Adesso è tempo di bilanci definitivi. Innanzitutto i telespettatori non ne possono più di show durante i quali i bambini vengono utilizzati ad uso e consumo degli adulti, con la finalità esplicita di catturare l’attenzione e conquistare ascolti. Bisogna, inoltre, sottolineare che, almeno in questa edizione, Gerry Scotti non ha nessuna colpa dell’insuccesso di Io canto. Colpevole è lo sfruttamento di una formula oramai obsoleta, a cui si è aggiunto, quest’anno, il tentativo di infarcirla con elementi mutuati da altri talent del genere, tra cui in particolare Amici. Ovemai Io canto avesse avuto un’identità (ma non l’ha mai avuta, visto che ha ricalcato il programma di Antonella Clerici Ti lascio una canzone), è stata snaturata dalla foga di attualizzarla e modificarla avendo, purtroppo, come modelli, trasmissioni similari. Vi si aggiunga, ancora, la presenza, oramai obsoleta di Mara Maionchi in giuria. La Maionchi è un personaggio che ha attraversato tutte le chiese televisive canterine, passando da X Factor ad Amici e adesso a Io canto. E’ inflazionata e oramai corre il rischio di divenire poco credibile, nonostante il carattere apparentemente schietto che spesso l’ha portata anche ad utilizzare un linguaggio molto colorito.

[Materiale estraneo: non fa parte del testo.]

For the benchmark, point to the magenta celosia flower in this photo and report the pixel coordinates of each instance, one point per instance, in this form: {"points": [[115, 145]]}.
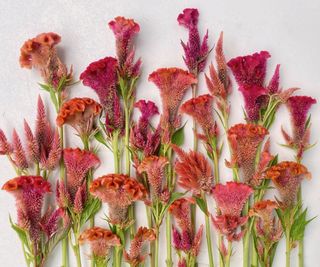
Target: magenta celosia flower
{"points": [[173, 84], [230, 199], [195, 51]]}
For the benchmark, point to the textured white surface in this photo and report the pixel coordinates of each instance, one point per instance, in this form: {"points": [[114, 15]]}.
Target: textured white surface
{"points": [[288, 29]]}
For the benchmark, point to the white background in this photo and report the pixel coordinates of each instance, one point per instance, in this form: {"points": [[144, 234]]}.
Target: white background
{"points": [[287, 29]]}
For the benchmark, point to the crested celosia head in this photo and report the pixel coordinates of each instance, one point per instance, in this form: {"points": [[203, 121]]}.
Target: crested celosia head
{"points": [[80, 113], [173, 84], [101, 241], [287, 177], [29, 192], [136, 255], [40, 53], [119, 191], [194, 171], [155, 168], [195, 51], [244, 140], [230, 199]]}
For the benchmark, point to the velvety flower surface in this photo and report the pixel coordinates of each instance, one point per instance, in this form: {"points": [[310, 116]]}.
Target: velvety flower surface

La presenza, in giuria di Claudio Cecchetto e Flavia Cercato poteva rappresentare un valore aggiunto. Ma Cecchetto, negli ambienti dello spettacolo è fin troppo noto e ha dato vita, con il padrone di casa, a una sorta di dialogo privilegiato che, spesso, ha messo all’angolo solo la Cercato. La Maionchi, infatti, ha sempre saputo prendersi i suoi spazi e intervenire. Simpatica poteva essere l’idea di far cantare brani inediti ai piccoli canterini: ma la sensazione da surrogato dello Zecchino d’oro incombeva in maniera consistente. Ci riferiamo, in particoalre a canzoni come “L’urlo della formica”.
Ciò detto, la finalissima è stata ineccepibile dal punto di vista dello spettacolo. Grandi ospiti musicali come I Backstreet boys, Aldo Giovanni e Giacomo e Rita Pavone, un susseguirsi di interazione con il pubblico e i piccoli in gara mediati dalla “bonaria” capacità comunicativa del conduttore, ottimi giochi di luce, regia perfetta, un battage pubblicitario della vigilia molto intenso e convincente. Dall’altra parte, su Rai1, la replica di Un passo dal cielo avrebbe potuto far propendere per le canzonette di Canale 5. Invece, solo il 12,51% di share. La tv generalista dovrebbe capire di aver davvero esagerato con lo sfruttamento dei minori in video. Con tutto quello che riferiscono le cronache, in questi giorni, sarebbe meglio che i piccoli non fossero strappati alla loro infanzia rendendoli adulti prima del tempo. Finisce che a 12, 13 anni si credono già persone adulte e pretendono l’autosufficienza economica che queste trasmissioni in qualche modo garantiscono, pur attraverso i loro genitori. Il consiglio è di riporre Io canto in soffitta e pensare a nuove idee.